Web Game Platform Kongregate No Longer Accepting New Games

Players of a certain age will no doubt remember the heyday of flash games. Kongregate has been a platform for hosting and curating various different forms of web games since 2006, with thousands of games of all different types playable right in your web browser. This was a scene that had space for every genre you can think of, with thoughtful artsy experiences, political satire, jokey platformers, and intricate shooters all existing side by side on the platform.

For various different reasons this trend has largely subsided now, with fewer web games getting the attention and exposure that they used to. To some extent, these kinds of smaller and more experimental games from small teams or even solo developers have found a home on places like mobile app stores, Steam, and console digital stores. Where in the past for many developers, making a web game was one of the best ways to get it into players’ hands, there are now many different options for games of all different sizes.

Some of the developers who started out making web games have since become successful on other platforms, with developers like Edmund McMillen (Super Meat Boy, Binding of Isaac), Terry Cavanagh (VVVVVV, Super Hexagon), The Behemoth (Alien Hominid, Castle Crashers), and Vlambeer (Nuclear Throne, Luftrausers) all having started out making flash games. These devs have now moved onto other more modern platforms.

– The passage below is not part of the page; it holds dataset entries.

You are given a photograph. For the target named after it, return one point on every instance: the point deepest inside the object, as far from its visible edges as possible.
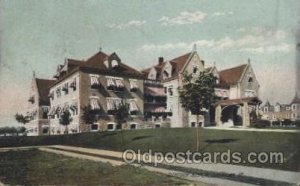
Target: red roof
(43, 86)
(296, 100)
(232, 75)
(250, 100)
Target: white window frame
(114, 126)
(94, 102)
(97, 129)
(94, 79)
(136, 126)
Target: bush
(286, 122)
(297, 123)
(260, 123)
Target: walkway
(220, 174)
(242, 171)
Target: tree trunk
(66, 129)
(197, 133)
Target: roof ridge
(234, 67)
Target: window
(110, 84)
(119, 85)
(58, 92)
(133, 85)
(111, 126)
(165, 75)
(94, 104)
(170, 90)
(195, 70)
(133, 126)
(51, 95)
(277, 108)
(73, 108)
(113, 104)
(114, 63)
(94, 81)
(65, 88)
(73, 84)
(133, 107)
(250, 82)
(95, 127)
(31, 99)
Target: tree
(197, 95)
(22, 119)
(121, 116)
(65, 120)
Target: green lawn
(180, 139)
(33, 167)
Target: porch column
(246, 117)
(218, 115)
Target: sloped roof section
(177, 65)
(232, 75)
(43, 86)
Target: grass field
(33, 167)
(180, 140)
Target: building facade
(277, 113)
(104, 82)
(38, 106)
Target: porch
(235, 112)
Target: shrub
(260, 123)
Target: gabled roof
(232, 75)
(177, 64)
(296, 100)
(43, 86)
(267, 104)
(96, 64)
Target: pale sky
(39, 34)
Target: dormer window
(133, 85)
(51, 95)
(250, 82)
(119, 85)
(195, 69)
(165, 75)
(114, 64)
(65, 88)
(73, 85)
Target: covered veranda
(235, 112)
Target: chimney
(160, 60)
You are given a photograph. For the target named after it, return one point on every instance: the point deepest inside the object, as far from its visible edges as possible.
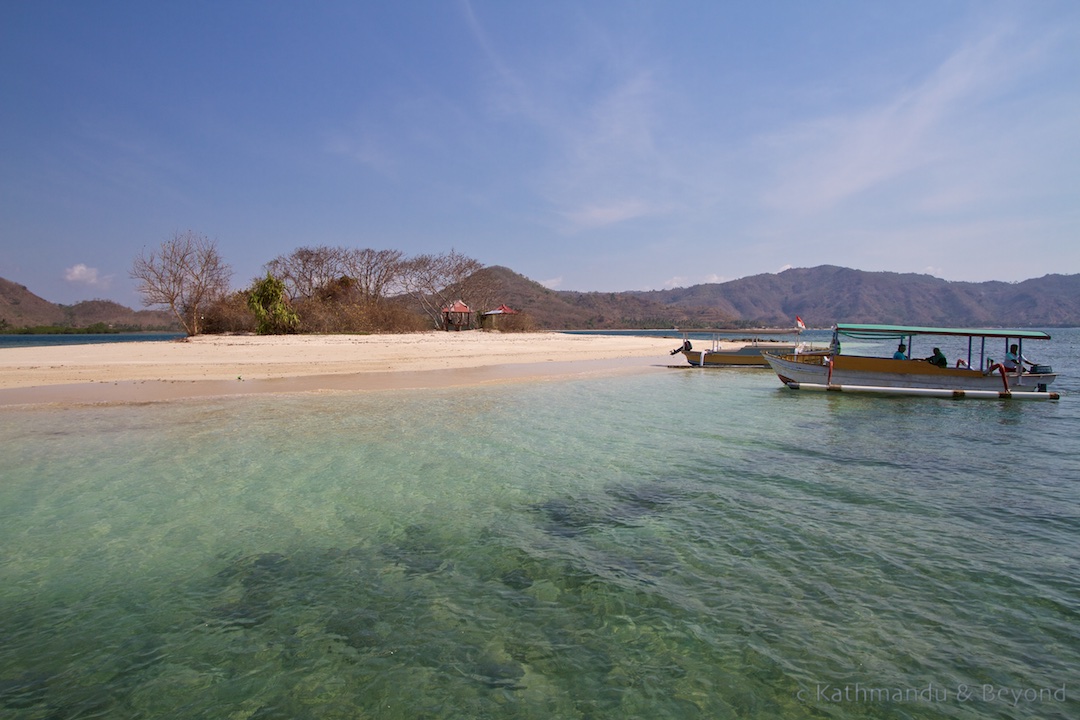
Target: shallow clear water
(680, 544)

It’s across this backdrop of web games’ faltering relevance, that news has just come from Kongregate that as today they will no longer be accepting and new game submissions. Going forward, there will not be any new games appearing on Kongregate. They’re also going to be scaling back or halting entirely some of the social features the platform offers, with many chat rooms and forums being shut down, and new badges will be applied to games.

It’s not all doom and gloom though, Kongregate has pledged to keep “all 128,000” games playable, and developers behind games that are already on the platform will still be able to update them. Nothing is forever, and who knows if or when that might change for now, but there’s at least a stay of execution for the games already on there.

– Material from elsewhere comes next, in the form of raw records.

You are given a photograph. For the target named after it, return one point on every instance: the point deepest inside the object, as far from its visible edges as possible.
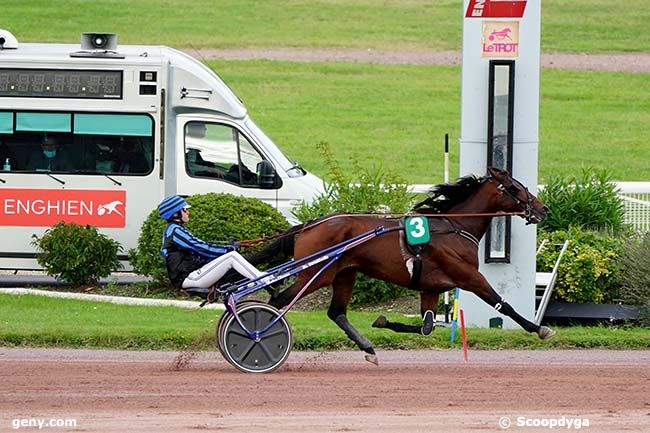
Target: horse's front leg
(482, 288)
(428, 308)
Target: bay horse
(449, 260)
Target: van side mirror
(266, 175)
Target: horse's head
(515, 197)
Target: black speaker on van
(99, 41)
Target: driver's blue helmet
(170, 205)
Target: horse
(458, 214)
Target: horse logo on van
(109, 208)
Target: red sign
(495, 9)
(46, 207)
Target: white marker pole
(446, 180)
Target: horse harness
(413, 253)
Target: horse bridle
(513, 190)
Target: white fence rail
(635, 195)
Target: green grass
(396, 116)
(567, 25)
(38, 321)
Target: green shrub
(634, 264)
(588, 271)
(590, 202)
(214, 217)
(76, 254)
(363, 190)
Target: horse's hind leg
(428, 306)
(492, 298)
(342, 293)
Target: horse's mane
(444, 196)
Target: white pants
(209, 274)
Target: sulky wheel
(249, 355)
(221, 323)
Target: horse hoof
(380, 322)
(545, 333)
(429, 323)
(371, 358)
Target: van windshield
(77, 143)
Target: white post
(485, 38)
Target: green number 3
(419, 230)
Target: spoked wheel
(222, 321)
(249, 355)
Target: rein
(255, 242)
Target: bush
(371, 191)
(634, 264)
(214, 217)
(76, 254)
(588, 271)
(364, 190)
(590, 202)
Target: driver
(192, 262)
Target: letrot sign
(495, 9)
(499, 127)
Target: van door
(216, 156)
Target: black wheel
(249, 355)
(222, 321)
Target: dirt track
(419, 391)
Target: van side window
(76, 143)
(219, 151)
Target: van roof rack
(7, 40)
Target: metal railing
(635, 195)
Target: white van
(99, 134)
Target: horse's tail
(278, 251)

Particularly as Adobe Flash is on the way out, with Adobe completely dropping any support from December 2020 onward, it’s perhaps understandable that this platform is no longer viable as an ongoing concern. Perhaps the best long term hope is projects like BlueMaxima’s Flashpoint, a flash game preservation effort, intending to make as many of these games palatable on modern platforms without flash as possible.

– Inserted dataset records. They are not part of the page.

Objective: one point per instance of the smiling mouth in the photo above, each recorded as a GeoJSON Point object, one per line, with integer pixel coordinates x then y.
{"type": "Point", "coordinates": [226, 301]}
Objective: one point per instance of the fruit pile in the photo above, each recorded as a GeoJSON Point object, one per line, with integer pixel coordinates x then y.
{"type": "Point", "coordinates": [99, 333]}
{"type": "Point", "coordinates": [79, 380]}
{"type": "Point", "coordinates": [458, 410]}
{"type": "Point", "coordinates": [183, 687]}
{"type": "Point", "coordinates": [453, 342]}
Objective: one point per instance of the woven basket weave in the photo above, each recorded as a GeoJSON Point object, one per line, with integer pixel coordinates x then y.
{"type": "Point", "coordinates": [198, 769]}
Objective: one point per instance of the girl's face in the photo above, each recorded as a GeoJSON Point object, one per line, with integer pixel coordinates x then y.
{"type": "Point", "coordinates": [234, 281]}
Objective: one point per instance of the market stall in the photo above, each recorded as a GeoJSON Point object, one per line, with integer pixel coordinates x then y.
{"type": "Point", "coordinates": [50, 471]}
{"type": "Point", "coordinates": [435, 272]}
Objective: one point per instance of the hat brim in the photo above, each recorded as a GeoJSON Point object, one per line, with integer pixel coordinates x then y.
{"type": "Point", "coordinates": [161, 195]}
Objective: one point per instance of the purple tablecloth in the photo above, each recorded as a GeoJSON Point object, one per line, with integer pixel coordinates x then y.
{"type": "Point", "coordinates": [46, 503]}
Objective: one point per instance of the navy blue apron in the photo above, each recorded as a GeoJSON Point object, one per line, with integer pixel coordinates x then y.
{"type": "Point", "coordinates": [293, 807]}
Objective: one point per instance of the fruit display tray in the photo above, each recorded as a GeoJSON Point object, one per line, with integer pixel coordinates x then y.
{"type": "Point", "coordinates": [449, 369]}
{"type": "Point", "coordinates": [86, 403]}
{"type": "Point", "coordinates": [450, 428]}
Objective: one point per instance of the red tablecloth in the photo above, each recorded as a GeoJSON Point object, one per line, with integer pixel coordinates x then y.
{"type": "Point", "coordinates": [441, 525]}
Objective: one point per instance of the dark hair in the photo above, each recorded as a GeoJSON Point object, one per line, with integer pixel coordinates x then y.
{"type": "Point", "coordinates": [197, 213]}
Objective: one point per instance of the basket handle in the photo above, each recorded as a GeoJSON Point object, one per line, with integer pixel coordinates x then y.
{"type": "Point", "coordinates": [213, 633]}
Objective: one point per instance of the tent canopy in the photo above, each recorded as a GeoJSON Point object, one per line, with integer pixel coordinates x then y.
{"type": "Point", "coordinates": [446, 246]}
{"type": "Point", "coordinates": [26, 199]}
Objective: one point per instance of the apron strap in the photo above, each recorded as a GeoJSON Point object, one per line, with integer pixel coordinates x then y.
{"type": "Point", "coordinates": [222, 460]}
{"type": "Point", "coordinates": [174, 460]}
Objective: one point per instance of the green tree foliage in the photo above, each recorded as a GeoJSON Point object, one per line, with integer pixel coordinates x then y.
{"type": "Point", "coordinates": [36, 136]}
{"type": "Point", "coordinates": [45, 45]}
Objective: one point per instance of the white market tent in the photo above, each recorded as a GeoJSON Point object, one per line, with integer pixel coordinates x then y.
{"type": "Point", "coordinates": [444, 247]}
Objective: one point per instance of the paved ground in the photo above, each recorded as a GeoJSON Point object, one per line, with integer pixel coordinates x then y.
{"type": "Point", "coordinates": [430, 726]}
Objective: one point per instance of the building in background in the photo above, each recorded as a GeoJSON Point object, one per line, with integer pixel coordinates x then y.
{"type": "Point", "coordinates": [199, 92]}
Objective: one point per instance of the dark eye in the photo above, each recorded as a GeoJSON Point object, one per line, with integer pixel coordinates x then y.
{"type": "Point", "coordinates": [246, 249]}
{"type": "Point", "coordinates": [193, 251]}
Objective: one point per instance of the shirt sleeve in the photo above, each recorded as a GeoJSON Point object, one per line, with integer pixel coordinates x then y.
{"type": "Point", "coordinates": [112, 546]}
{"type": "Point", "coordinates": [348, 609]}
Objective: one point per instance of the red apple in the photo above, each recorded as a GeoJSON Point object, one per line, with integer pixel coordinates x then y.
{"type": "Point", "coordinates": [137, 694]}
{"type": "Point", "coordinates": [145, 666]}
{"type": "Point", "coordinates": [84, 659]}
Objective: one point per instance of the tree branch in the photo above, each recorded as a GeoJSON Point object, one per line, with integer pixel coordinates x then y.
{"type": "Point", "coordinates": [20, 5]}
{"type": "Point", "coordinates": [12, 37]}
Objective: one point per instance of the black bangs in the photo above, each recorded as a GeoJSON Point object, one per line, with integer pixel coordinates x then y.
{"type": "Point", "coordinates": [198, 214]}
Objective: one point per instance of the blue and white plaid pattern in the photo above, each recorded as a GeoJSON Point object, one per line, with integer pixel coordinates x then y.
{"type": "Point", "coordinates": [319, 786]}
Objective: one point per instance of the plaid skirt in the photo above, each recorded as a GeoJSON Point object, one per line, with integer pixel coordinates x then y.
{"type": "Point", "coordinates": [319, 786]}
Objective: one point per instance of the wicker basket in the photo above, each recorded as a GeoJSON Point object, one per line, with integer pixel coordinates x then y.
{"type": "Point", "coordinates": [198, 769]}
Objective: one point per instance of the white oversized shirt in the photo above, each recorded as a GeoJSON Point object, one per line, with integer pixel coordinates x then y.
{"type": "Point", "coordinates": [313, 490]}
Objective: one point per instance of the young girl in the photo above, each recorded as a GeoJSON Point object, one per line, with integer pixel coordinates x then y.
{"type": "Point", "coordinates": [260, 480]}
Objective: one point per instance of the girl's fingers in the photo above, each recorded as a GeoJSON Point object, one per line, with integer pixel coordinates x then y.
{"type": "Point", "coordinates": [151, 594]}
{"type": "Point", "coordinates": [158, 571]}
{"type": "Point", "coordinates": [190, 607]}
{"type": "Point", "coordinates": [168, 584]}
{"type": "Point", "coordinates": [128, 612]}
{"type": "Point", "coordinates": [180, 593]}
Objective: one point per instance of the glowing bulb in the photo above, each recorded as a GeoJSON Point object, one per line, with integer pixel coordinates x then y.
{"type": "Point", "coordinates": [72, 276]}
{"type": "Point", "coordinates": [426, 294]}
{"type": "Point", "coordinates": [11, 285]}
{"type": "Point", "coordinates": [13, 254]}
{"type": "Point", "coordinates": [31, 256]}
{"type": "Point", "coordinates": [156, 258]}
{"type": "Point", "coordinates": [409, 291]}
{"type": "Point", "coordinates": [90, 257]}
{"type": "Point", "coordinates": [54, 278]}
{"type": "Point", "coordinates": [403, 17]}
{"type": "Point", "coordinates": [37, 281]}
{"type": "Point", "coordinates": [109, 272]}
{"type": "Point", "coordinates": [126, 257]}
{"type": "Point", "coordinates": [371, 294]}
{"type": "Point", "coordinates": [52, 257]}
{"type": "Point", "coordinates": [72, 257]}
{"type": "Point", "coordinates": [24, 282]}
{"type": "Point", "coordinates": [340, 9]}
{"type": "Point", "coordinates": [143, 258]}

Kongregate the platform for web games is going away, but Kongregate themselves aren’t going anywhere. They still have their store for commercial indie games, Kartridge, although it’s never really garnered huge traction. In the future, they’re looking toward developing their own games. As they scale back the resources they’re allocating to maintaining and supporting their library of web games, they’ll be scaling up the resources they dedicate towards game development.

You can read their post explaining this move in detail over here. I’m interested to see what direction Kongregate go with their game development ambitions, but it is a little sad to see this era come to an end.